Sport

Sad but true: Football not the goose with the golden egg

 

Finest moment

The grand opening of the Second Africa Youth Games last Thursday left critics eating nothing, but humble pie. 

Finest athlete

Judoka Thato Lebang is our star for winning the country’s first gold at the on going AYG. 

Disa-star of the week

The opening day fun fare has been spoilt by the organisers’ failure to give regular updates on their website and social media. A correct Games’ schedule is as rare as a blue moon and so are the latest results. Even with sites like Facebook which cost nothing, but fingers to type, the organisers have dismally failed to keep the nation updated. Both the web and Facebook pages are spasmodically updated. This should never happen in an era in which information moves at supersonic speed. Because this competition is a dress rehearsal for the 2014 Niajing Youth Olympics, Botswana should not drop the ball. 

Talking Point

The Second Africa Youth Games have done little to mask the challenges football face. Football has not been the best performing code, but expectedly continues to grab the limelight. Despite the millions that it gets, the huge spectator base and comparatively handsome corporate deals, football has continued to behave like a spoilt child; rich in resources, but poor in performance. Judo, swimming, netball, karate, volleyball and others have quietly went about their business with much success. But for football, the usual dose of disappointments are unrelenting. However, when a post-mortem is conducted and a budget drawn, football always emerge with a bulging pocket.

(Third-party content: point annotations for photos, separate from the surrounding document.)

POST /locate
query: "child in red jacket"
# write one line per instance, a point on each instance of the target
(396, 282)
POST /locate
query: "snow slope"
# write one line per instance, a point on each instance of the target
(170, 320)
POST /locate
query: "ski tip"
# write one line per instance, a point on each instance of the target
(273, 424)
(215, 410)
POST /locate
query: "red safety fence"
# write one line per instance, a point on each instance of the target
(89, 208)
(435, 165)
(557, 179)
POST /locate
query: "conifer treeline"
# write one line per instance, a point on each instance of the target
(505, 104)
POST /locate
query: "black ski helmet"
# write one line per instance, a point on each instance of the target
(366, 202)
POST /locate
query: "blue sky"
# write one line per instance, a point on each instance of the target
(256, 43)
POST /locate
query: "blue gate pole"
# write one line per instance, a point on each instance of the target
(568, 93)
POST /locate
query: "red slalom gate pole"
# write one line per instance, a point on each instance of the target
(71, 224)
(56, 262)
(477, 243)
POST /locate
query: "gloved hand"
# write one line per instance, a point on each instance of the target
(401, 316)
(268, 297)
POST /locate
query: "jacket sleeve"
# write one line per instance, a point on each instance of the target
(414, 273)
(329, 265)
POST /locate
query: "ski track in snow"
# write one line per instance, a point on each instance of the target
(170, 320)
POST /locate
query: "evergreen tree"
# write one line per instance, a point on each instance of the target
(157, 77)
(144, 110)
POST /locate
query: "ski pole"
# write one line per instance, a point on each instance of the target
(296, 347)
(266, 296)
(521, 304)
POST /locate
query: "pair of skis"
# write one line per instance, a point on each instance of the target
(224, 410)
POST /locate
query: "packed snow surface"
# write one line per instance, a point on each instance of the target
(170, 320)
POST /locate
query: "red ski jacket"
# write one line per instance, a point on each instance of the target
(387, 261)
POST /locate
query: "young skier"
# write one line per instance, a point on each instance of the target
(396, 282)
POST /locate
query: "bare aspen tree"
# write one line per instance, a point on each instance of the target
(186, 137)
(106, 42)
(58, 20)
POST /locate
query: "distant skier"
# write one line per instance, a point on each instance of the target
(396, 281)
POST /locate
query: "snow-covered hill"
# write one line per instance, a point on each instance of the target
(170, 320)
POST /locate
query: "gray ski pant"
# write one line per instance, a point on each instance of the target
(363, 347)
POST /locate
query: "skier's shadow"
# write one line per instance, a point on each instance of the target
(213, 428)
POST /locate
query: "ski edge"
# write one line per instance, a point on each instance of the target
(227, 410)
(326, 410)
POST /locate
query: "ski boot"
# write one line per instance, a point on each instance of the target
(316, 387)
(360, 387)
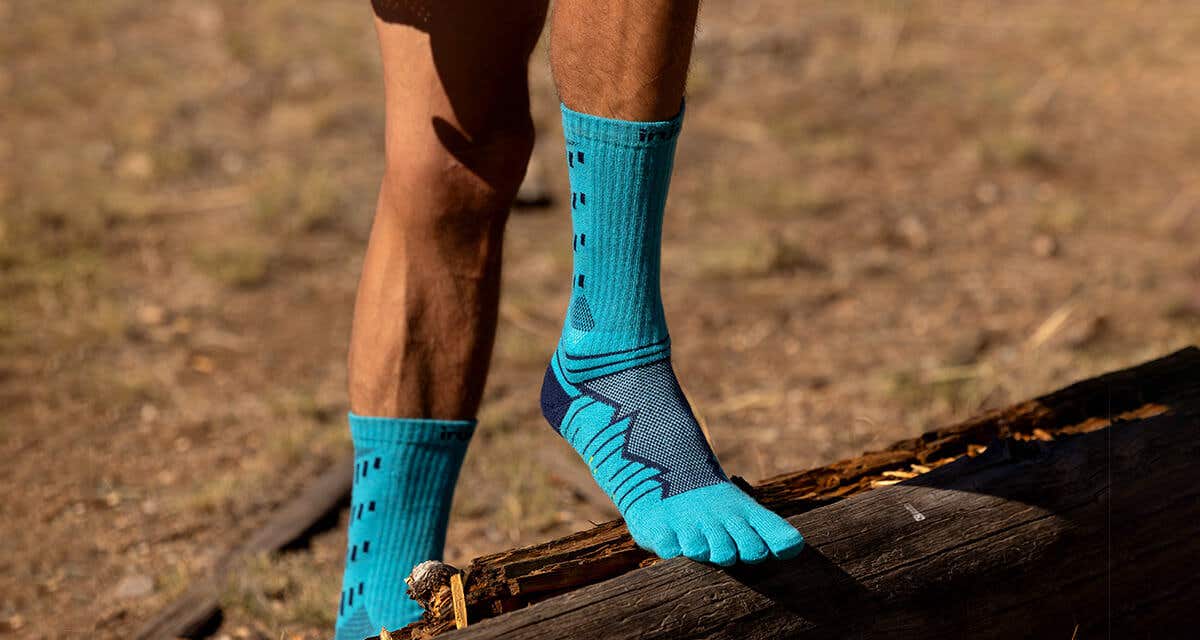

The cry has been growing louder, with netball and other good performing codes voicing their displeasure particularly at the flattering attention that the regular underachiever receives. Even when netball qualified for the World Championships for the first time three years back, the authorities endlessly plied football with more cash at the expense of the history makers. Probably as other codes search for answers; they should look no further than Mollie and Boxer in George Orwell’s 1945 satire ‘Animal Farm’. It will be a fallacy to ignore football, but much more tragic to continue offering chicken feed to clearly deserving codes. However, those tasked with sports still have an opportunity to redeem themselves and choose if they want Botswana to become a jack-of-all-trades, but master of none or pursue a probably unpopular, but likely rewarding targeted funding route.

The stat

16 - the number of medals Botswana had won as of yesterday. 

The quote

“We should be thinking about which players to sign.. and not think about how we are going to pay such fines,” Extension Gunners’ chairperson, Kitso Dlamini after his club was fined P10,000 for crowd trouble.